2.2 Pengaruh Temperatur terhadap prilaku Berdasarkan teori psikologi lingkungan, manusia dan lingkungan merupakan dua faktor yang terus berinteraksi dan terus saling mempengaruhi, perilaku manusia bisa merubah lingkungan misalnya manusia menebang hutan, sebaliknya lingkungan sangat berpengaruh terhadap bagaimana manusia berperilaku. Ada 4 cara bagaimana lingkungan mempengaruhi manusia. Lingkungan menghalangi perilaku.Sehubungan dengan hal itu kita juga membatasi apa yang hendak kita lakukan, misalnya tembok di kamar kita membatasi kemana kita melangkahkan kaki atau anak yang tinggal diperkotaan tidak pernah melihat laut, sungai, hutan kurang mempunyai rasa menghargai terhadap alam 1. Lingkungan mengundang dan mendatangkan perilaku. Misalnya ketika di masjid kita diharuskan untuk tenang 2. Lingkungan membentuk diri. Perilaku yang dibatasi oleh lingkungan dapat menjadi bagian yang menetap dalam diri yang menentukan arah perkembangan kepribadian di masa yang akan datang. 3. Lingkungan mempengaruhi citra diri. Contohnya seorang raja akan menganggap bahwa dirinya sangat berharga dengan "membaca" pesan kemewahan yang ada di istananya, atau juga seoprang gembel merasa betapa rendah dirinya jika dia "menginterpretasikan" keadaan rumahnya yang kumuh dan kotor. Berikut ada beberapa hal baik fisik maupun nonfisik yang mempengaruhi perilaku manusia, yaitu: 

Temperatur Hubungan antara temperatur lingkungan dengan fungsi fisik dan psikis manusia sangat komplek. Di Indonesia mempunyai dua musim yakni kemarau dan penghujan.

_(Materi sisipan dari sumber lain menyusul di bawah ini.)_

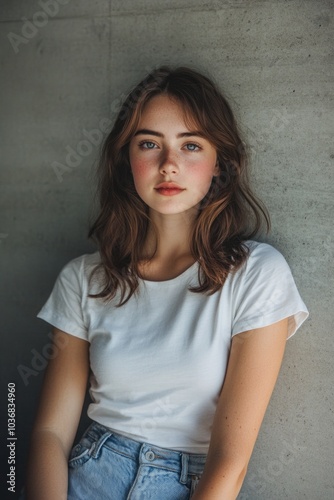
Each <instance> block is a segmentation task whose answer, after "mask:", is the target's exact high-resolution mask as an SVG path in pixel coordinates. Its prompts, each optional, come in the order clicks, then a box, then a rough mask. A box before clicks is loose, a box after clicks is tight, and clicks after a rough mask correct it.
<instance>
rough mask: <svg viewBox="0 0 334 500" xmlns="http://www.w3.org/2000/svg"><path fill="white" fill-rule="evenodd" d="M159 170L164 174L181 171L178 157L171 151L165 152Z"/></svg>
mask: <svg viewBox="0 0 334 500" xmlns="http://www.w3.org/2000/svg"><path fill="white" fill-rule="evenodd" d="M159 171H160V173H162V174H164V175H166V174H176V173H177V172H178V171H179V168H178V163H177V159H176V158H175V156H173V155H172V154H171V153H170V152H167V153H165V156H164V157H163V158H162V160H161V164H160V168H159Z"/></svg>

Pada musim kemarau, temperatur sangat panas yang disebabkan oleh keadaan matahari yang tepat di atas katulistiwa dan suhunya mencapai 28-31 derajat celsius. Untuk mencapai kenyamanan fisik maka temperatur yang ideal adalah 23 derajat celsius, kelembaban 50-60% dan kecepatan angin 2-3 m/detik.Suhu yang tidak nyaman atau yang terlalu panas akan mempengaruhi manusia baik secara fisik maupun psikis, seperti suhu tubuh manusia akan naik, kerja pembuluh darah akan meningkat, aliran darah yang deras dan tubuh menjadi berkeringat. Detak jantung akan meningkat jika seseorang bekerja dalam suhu yang tinggi

penguapan keringat dingin di muka kulit dan darah mengalir ke permukaan sehingga kulit menjadi kemerah-merahan. Jika seseorang berada dalam suhu yang tinggi secara terus menerus dapat menurunkan volume darah sehingga mengakibatkan keringat keluar, pembuluh darah membesar, akibatnya tekanan darah akan menurun otak kekurangan oksigen dan orang akan pingsan, kejang-kejang atau bahkan koma. Akhirnya jika terusmenerus dalam waktu yang lama pada waktu yang lama maka seseorang bisa mati. 

Polusi udara Polusi udara menurut Veitch & Arkkelin mempunyai banyak sumber seperti : a. Carbon Dioksida (CO2) berbentuk gas yang tak berwarna, berasal dari metabolisme binatang termasuk manusia yang dikeluarkan lewat pernafasan. b. Corbon Monoksida (CO) berasal dari pembakaran yang tidak sempurna misalnya asap kendaraan bermotor. CO ini bisa mengakibatkan masalah kesehatan walau dalam keadaan konsentrasi yang rendah seperti gangguan pendengaran, Parkinson, epilepsi, kelelahan, sakit kepala, kerusakan memori dan bahkan sintomp-sintomp psikotik yang lain. c. Sulfur dan Nitrogen Oksides (SO2 & NO2) berasal dari pembakaran fosil fual sebanyak 45 % dan sisanya dari peleburan bijih, akibat fisik dari zat ini adalah danggun sistem pernafasan sedangkan akibat psikologisnya belum diketahui. d. Asap rokok, Lewtas5 menyatakan bahwa asap tembakau (rokok) sebagai kontributor utama pada polusi udara di ruangan. Asap yang dihasilkan oleh tembakau mempunyai kepekatan yang tinggi dar beberapa partikel yang biasa disebut dengan Tar dan asap yang meliputi Nitrogen, oksigen, CO2, dan CO dalam konsentrasi yang lebih kecil. Asap rokok yang di identifikasikan mengandung 4.720 senyawa nitrates dalam tembakau yang membantu untuk pengembangan Hydrogen Cyanida (HCN), Nitric Oxide (NO) Nitrogen Dioksida. Asap rokok juga dianggap sebagai penyebab utama penyakit jantung koroner dan kanker paru-paru.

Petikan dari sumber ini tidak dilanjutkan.